Cutting out the 'middle man' (banks, the stock market) and manage your investments directly with borrowers
Lack of action over defaulting borrowers, inflexible terms
Small returns for early adopters, interesting idea though, worth watching
Will Your Investments "Prosper" with Prosper?
With widespread scandal and disillusion surrounding banking and the banking system, it is no surprise that other forms of lending and borrowing are appearing. The majority of these are internet based, peer to peer (P2P) systems which (as Prosper say) ‘connect people who want to invest money with people who want to borrow’. Prosper ‘cut out the middle man… so that everyone prospers’ and claim that investors get better returns and borrowers get better rates.
It is perhaps unfortunate that Prosper was launched in 2006 prior to the current banking crisis and decline in the economy. Prosper’s loans are fixed for a duration of three years and complaints of poor returns from early adopters have been countered with the assertion that it’s not bad considering ‘the context of the largest recession in generations.’
However many people see peer-to-peer lending as a fresh, alternative way to invest funds, particularly those disillusioned with the stock market who want to ‘invest on their own terms’ to ‘individuals with faces and stories.’
It works like this: once a lender is approved (which can take a few days), they then make bids on available loans, in a process similar to an eBay auction. If there is a lot of interest, then (of course) there will be many lenders bidding, and the idea is for the borrower to get funding at the lowest interest rate possible.

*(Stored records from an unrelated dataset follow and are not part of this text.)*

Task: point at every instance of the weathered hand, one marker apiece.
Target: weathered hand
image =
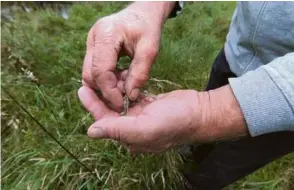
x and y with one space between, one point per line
165 121
135 32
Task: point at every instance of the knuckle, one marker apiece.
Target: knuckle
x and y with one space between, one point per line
140 77
85 76
151 50
96 69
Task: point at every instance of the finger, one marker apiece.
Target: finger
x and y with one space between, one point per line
145 54
93 104
121 74
107 48
122 129
121 86
121 77
87 65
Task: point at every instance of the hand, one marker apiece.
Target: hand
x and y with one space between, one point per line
134 32
167 120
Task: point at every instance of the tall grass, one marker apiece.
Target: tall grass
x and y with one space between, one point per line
41 61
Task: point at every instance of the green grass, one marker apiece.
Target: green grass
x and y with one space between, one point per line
52 49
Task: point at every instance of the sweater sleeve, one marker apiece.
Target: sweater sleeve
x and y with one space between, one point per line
266 96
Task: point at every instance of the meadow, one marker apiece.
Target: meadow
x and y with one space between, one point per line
41 61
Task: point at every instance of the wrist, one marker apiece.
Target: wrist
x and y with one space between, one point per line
223 117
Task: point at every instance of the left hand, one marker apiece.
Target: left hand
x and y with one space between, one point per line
159 123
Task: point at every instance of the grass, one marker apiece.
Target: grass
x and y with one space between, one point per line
42 55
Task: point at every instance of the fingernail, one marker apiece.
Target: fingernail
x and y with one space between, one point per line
95 132
134 94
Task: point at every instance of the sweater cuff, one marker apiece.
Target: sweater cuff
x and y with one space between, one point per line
264 106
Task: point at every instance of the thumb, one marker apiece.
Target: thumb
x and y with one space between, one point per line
145 54
122 129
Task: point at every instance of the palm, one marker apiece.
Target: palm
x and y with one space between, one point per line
151 124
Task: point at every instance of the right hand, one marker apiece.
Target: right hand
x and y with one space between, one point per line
135 32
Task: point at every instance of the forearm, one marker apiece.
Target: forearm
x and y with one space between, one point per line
222 116
256 103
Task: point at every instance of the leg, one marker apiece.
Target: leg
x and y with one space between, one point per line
230 161
223 163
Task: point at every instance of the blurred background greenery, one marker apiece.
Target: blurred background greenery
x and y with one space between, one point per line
42 50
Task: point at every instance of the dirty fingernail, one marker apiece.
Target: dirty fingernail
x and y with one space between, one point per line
134 94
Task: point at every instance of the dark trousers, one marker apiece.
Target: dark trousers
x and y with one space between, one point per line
223 163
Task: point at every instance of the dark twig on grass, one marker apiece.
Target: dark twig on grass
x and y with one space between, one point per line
46 131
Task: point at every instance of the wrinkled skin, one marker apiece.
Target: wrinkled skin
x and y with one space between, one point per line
132 33
151 125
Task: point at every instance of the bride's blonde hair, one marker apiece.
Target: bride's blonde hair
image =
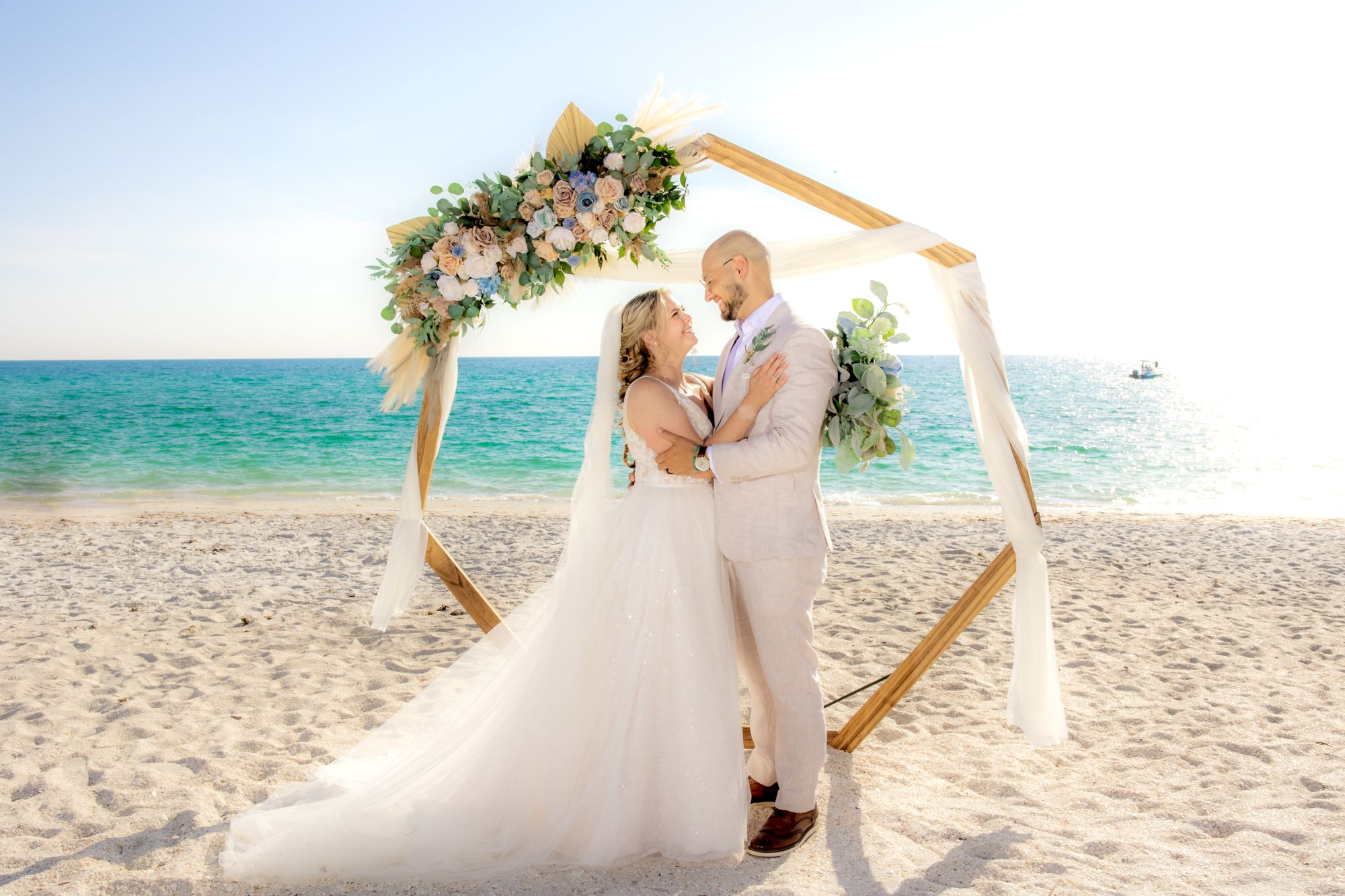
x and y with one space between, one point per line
642 314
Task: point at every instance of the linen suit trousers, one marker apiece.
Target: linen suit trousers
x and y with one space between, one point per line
773 606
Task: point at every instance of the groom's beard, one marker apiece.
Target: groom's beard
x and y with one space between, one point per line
732 302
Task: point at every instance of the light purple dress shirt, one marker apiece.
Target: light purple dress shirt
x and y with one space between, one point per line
748 330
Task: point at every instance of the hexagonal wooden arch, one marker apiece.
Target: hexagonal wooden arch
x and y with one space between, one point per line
953 623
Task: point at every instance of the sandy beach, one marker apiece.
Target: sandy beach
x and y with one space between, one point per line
166 666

The biggest risk is that borrowers default on the loan. Lenders minimize this risk by spreading out their loans across many borrowers and by checking credit ratings, which are provided in some detail. However it should be emphasized that there is a risk, and this is by no means a ‘get rich quick’ enterprise. It perhaps should be viewed in terms of microcredit, a growing and potentially important concept that is best viewed as a cross between an investment and a charitable contribution.
To some this makes Prosper more interesting, an ‘opportunity to reduce poverty in our own back yards’, but to others this is a problem: with borrowers asking for money for cars, vacations or even paying off credit card bills (transferring debt around) rather than the microcredit model which is generally for financing (very) small businesses.
So will your investments with Prosper enable you to prosper? Not on current figures. Experienced lenders report funding high-risk loans and then rolling the return and interest into safer loans. This requires a certain type of nerve reminiscent of the stock market. It may be fun, though. Prosper provides great detail on borrowers’ financials situation and this reveals useful information on interest rates and their relationship to debt and income. Amateur investors love this stuff.
On the downside Prosper have been accused of paying insufficient attention to defaulting borrowers, and the terms of the loans are undoubtedly inflexible. People with an inclination toward ‘social’ loans maybe better off investigating one of the microlenders, which, interestingly, report very high repayment rates (98.4%), and can genuinely claim to alleviate poverty by loaning money to small scale third-world entrepreneurs. But only you can truly find out how Prosper will work for you.